De hoeveelheid energie die een televisie nodig heeft is afhankelijk van het type scherm dat is gebruikt en de grootte van dit scherm maar eveneens van het contrast en de helderheid van het scherm spelen hierbij een belangrijke rol. Plasmatelevisies verbruiken in verhouding de meeste energie terwijl ledtelevisies juist de minste energie nodig hebben.
Wanneer men bijvoorbeeld een grote plasmatelevisie heeft met een vermogen van 330 watt, en het verbruik in stand-by van 3 kWh op jaarbasis. Als de televisie dan elke dag drie en een half uur aan staat dan verbruikt dit toestel jaarlijks circa 420 kWh. Een LCD-televisie met een beelddiagonaal van 81 cm bezit een gemiddeld vermogen van 125 watt en gebruik in de stand-bystand 3 kWh per jaar. Om het zogenaamde sluipverbruik te kunnen voorkomen, kan men de televisie met de uitknop helemaal uitzetten, in plaats van stand-by te laten staan.
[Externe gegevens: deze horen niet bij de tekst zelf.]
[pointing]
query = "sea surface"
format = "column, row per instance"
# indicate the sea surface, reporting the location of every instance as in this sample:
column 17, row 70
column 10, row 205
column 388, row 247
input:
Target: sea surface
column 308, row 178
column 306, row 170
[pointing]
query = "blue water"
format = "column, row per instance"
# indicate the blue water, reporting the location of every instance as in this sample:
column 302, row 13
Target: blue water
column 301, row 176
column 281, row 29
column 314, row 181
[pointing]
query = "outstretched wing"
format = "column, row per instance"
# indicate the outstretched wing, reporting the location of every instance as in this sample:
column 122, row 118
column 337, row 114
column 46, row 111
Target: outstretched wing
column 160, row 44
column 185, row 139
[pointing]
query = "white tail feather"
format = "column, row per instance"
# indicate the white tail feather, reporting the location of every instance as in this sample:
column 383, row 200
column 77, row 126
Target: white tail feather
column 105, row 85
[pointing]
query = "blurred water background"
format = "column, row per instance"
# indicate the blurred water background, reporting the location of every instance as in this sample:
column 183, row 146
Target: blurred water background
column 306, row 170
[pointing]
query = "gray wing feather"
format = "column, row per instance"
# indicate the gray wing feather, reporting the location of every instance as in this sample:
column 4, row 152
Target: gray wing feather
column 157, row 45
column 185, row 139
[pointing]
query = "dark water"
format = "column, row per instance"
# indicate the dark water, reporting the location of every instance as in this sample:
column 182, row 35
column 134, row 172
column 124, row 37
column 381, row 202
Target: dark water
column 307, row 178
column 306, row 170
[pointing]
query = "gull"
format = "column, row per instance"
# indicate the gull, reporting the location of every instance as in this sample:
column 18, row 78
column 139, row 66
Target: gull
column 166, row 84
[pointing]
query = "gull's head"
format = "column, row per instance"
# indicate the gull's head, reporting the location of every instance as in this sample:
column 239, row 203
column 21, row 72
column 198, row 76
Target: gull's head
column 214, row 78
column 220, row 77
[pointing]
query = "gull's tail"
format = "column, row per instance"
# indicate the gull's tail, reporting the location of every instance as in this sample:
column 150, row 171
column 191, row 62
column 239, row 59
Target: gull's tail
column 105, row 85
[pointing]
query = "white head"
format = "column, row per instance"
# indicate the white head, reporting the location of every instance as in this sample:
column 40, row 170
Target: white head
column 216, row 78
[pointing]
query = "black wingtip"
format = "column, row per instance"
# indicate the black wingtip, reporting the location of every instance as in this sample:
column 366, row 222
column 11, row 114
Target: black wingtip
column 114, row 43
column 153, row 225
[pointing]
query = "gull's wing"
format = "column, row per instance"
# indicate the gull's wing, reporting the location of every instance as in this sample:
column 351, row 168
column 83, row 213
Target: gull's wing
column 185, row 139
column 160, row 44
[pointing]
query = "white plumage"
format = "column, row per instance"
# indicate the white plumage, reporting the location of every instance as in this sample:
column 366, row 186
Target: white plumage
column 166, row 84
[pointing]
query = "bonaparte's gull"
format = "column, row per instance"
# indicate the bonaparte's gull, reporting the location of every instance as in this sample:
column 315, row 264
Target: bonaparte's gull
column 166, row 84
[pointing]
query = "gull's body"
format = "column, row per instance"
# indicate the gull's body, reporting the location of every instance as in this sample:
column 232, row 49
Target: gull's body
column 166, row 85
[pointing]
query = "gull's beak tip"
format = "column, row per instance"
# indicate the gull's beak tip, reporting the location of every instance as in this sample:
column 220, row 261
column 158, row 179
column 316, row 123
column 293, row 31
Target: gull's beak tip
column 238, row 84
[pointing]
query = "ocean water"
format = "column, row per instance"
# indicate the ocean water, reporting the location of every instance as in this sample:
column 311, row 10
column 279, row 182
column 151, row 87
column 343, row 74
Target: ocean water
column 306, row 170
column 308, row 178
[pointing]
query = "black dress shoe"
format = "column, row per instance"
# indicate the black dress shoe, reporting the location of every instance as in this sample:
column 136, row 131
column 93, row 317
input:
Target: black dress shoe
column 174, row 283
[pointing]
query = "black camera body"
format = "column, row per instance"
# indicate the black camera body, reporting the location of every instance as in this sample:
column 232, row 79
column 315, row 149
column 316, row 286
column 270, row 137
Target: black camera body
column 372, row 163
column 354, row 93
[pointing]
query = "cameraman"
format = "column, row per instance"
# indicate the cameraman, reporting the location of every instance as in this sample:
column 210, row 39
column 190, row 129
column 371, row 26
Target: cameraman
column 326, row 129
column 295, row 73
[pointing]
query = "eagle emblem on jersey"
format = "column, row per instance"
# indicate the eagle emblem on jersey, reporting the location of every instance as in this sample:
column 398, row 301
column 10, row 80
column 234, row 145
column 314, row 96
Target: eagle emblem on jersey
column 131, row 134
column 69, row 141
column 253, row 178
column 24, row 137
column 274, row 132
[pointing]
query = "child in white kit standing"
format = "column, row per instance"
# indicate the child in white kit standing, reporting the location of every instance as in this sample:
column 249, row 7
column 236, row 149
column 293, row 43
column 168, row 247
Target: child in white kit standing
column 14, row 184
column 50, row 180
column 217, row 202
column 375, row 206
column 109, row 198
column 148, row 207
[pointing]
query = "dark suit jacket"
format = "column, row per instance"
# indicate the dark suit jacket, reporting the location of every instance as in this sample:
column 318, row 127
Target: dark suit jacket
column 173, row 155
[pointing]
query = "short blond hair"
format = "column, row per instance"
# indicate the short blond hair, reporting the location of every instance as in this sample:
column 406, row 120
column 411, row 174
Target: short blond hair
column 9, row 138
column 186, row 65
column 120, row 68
Het verbruik van een televisie hangt af van de toegepaste techniek. De grootte van het beeldscherm speelt daarbij eveneens een rol. Op het moment dat men een televisietoestel elke dag vier uur aan heeft staan kan men stellen dat een televisie met een oude beeldbuis het meest zuinig met energie omspringt. Het minst zuinige toestel is de plasmatelevisie. Het verbruik van een LCD-televisie is net iets hoger dan dat van een conventionele telvisie. Het energieverbruik loopt hiermee vrijwel gelijk aan het vermogen van een desbetreffend toestel. Is dit dus hoger dan is de televisie ook minder zuinig als het om het verbruik van energie gaat.